Кадровик умел быть авторитетным и говорил только от лица многих, хотя в закутке его, с барьером, железными ящиками и решеткой на окне, никого не было.
— Приказ подготовим, а ты, вот тебе бумага, шагай в вулканизацию. Хотя постой, брякнем начальнику.
Он взял телефонную трубку, поколотил ею по ладони, кашлянул в нее и сказал с неторопливой простотой:
— Люба. Любушка, нам Доридзе. Срочно бы. Доридзе? Хм. Ты, что ли? А хрипишь отчего? Слушай, мы тут решили…
Работа в сравнении с колхозной показалась Крюкову легкой забавой: он должен был всего лишь гонять трактор «Беларусь» по заводскому двору и перевозить в прицепе автомобильные шины из склада в цех и обратно — из цеха в склад. Попервости смущало только одно — грязь и сажа, от которых не было никакого спасения. И воздух после чистого, деревенского, полевого, пропитанный удушливым запахом горелой резины, был особенно тяжел и отвратен. Однако все это хорошо покрывалось приличными заработками.

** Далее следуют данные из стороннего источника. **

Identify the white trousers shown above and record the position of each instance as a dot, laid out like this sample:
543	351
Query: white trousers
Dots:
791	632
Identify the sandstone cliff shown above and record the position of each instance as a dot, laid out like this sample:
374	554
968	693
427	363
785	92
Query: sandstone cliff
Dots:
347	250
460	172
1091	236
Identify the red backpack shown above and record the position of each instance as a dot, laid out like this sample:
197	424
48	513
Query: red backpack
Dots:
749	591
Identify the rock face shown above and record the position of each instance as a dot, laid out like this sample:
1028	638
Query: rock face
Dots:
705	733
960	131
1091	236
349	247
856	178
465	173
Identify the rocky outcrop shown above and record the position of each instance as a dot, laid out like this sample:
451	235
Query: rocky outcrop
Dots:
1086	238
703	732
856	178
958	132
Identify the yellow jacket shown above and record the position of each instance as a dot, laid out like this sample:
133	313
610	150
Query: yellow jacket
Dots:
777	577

Жизнь выравнивалась. Николай все больше чувствовал свою надежную оседлость на новом месте. И был доволен, что все давалось ему без особого труда. «С умом-то, — гордился он, — везде жить можно». Под влиянием легких и радостных мыслей написал Кате два письма, одно хвастливей другого, и, чтобы не уронить перед нею своего достоинства, к себе пока не приглашал. Но ответа ждал с горячим нетерпением, которое скоро переросло в беспокойство, а затем и в отчаяние, — Катя молчала. Теряясь в догадках, он наконец вспомнил, с каким насмешливым осуждением и даже злостью встретила Катя бахвальство брата Руслана, приехавшего из города. «Так ведь и у меня все так же, — догадывался Николай, — без малого, как у того пустобреха: все легко, все радужно и напевно. Не верила она ни единому слову брата, не поверила и мне. Болтуны. Боже мой, болтуны».